Should I use passkeys for my app?
Yes if you're building new auth in 2026. Passkeys eliminate password-based phishing and credential stuffing — the top two account-takeover vectors. Every modern auth platform (Clerk, Auth0, Supabase Auth) supports them. Ship passkey + password as options; passkey by default for new users.
Passkeys are WebAuthn credentials synced across a user's devices via iCloud Keychain, Google Password Manager, or 1Password.
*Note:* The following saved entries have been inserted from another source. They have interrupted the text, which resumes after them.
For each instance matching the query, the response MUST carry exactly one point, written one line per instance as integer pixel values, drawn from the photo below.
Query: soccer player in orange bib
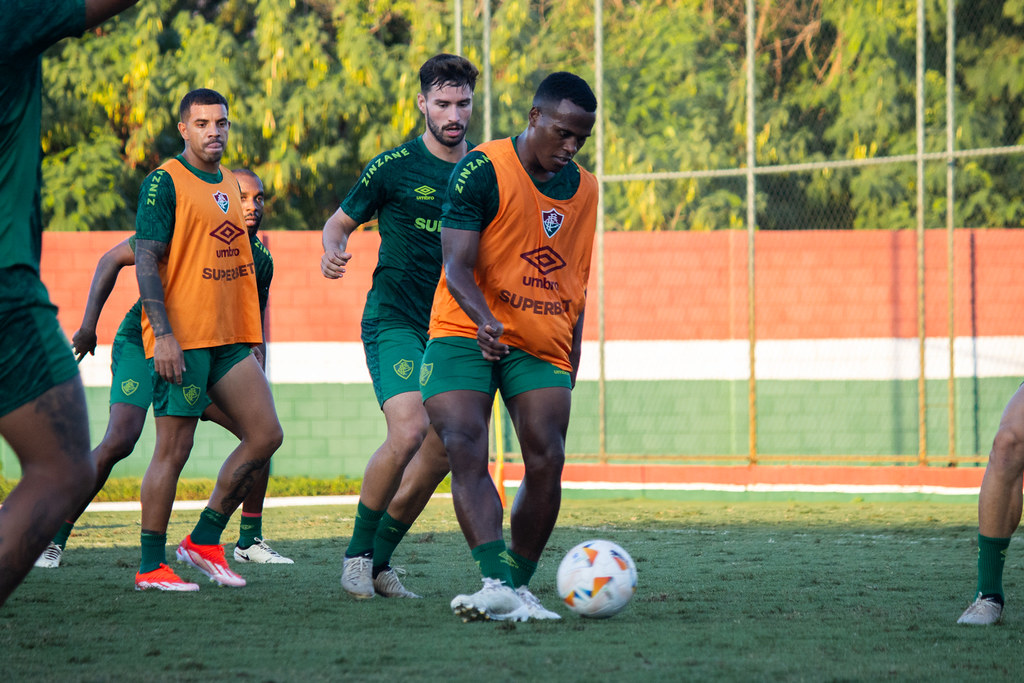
(200, 319)
(517, 235)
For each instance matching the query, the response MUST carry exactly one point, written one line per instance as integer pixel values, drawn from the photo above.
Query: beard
(438, 134)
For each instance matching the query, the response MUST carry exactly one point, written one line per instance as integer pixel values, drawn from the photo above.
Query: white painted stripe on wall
(762, 487)
(343, 363)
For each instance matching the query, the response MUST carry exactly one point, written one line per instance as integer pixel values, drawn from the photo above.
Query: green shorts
(204, 368)
(452, 364)
(131, 379)
(35, 353)
(393, 356)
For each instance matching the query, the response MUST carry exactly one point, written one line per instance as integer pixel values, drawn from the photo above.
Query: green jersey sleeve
(264, 271)
(29, 28)
(155, 218)
(471, 201)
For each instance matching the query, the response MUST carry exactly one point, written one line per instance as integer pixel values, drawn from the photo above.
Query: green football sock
(209, 527)
(389, 534)
(60, 538)
(250, 528)
(522, 569)
(364, 531)
(493, 558)
(991, 557)
(154, 551)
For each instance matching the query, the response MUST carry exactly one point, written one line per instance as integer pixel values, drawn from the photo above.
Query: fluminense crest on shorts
(403, 369)
(552, 220)
(221, 200)
(190, 393)
(425, 371)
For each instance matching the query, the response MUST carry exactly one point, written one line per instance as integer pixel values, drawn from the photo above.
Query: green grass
(729, 591)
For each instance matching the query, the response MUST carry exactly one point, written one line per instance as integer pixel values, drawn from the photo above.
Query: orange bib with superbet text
(532, 263)
(208, 272)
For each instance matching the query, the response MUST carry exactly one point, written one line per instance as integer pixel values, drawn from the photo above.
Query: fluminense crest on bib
(221, 200)
(552, 221)
(425, 371)
(190, 393)
(403, 369)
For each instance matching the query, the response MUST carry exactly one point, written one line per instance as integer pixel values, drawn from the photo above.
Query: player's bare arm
(336, 231)
(169, 360)
(577, 349)
(460, 249)
(84, 341)
(97, 11)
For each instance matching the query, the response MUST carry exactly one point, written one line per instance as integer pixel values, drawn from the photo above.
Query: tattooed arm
(168, 358)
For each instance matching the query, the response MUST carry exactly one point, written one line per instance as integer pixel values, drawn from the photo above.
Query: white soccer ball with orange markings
(597, 579)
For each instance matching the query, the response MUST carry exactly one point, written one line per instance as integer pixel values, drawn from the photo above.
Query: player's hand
(84, 342)
(168, 358)
(486, 338)
(333, 263)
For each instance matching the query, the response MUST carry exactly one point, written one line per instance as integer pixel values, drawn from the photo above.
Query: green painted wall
(332, 429)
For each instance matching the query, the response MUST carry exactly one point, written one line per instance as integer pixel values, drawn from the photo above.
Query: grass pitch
(729, 591)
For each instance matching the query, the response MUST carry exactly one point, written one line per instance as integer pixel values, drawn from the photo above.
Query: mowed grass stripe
(727, 591)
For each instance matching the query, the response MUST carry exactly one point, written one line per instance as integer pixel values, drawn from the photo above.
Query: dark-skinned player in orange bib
(517, 235)
(201, 316)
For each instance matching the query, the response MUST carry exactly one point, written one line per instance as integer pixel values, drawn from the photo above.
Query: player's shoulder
(258, 246)
(474, 167)
(399, 156)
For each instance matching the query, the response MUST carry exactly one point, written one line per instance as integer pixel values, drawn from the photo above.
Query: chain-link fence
(805, 256)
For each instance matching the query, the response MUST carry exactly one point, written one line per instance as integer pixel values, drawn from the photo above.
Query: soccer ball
(597, 579)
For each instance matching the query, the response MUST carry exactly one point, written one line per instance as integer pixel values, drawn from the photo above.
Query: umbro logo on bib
(221, 200)
(552, 220)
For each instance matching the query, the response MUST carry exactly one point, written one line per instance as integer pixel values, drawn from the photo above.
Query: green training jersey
(26, 30)
(404, 187)
(263, 263)
(472, 197)
(131, 326)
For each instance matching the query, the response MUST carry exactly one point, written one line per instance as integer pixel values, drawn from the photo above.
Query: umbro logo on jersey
(227, 232)
(552, 220)
(221, 200)
(425, 193)
(544, 259)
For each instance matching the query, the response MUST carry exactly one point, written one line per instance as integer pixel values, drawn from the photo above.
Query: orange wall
(810, 285)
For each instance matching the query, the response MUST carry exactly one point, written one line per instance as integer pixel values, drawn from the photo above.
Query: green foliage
(317, 87)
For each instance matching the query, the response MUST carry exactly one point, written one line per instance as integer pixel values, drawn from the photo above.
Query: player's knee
(544, 463)
(1008, 447)
(406, 439)
(270, 438)
(465, 450)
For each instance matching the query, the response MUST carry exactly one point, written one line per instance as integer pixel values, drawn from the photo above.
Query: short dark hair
(199, 96)
(563, 85)
(448, 70)
(246, 171)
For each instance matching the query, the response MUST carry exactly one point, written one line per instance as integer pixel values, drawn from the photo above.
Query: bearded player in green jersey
(404, 186)
(42, 402)
(131, 389)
They solve the password-reuse and phishing problems simultaneously.
**Why you want them** - Phishing-resistant by construction (credentials bound to origin) - No password to reuse or lose - Available on every modern browser + OS since 2023 - User experience: Face ID / Touch ID / Windows Hello
**What to ship** - Passkey primary flow on signup - Password fallback for users on unsupported devices (still ~5% of traffic) - 'Add a passkey' prompt for existing password users - Remove password option entirely for power users who want it
**Implementation options** - Clerk: passkey support out of the box - Auth0: passkey via the WebAuthn connection - Supabase Auth: adding passkey support in 2026 - Custom: @simplewebauthn/server + browser SDK
**What to skip** - SMS-based 2FA — SIM-swap attacks make it marginal - TOTP as only second factor — less user-friendly than passkey
Roll out carefully. Account-recovery paths must be bulletproof — losing a passkey without a recovery option is brutal UX.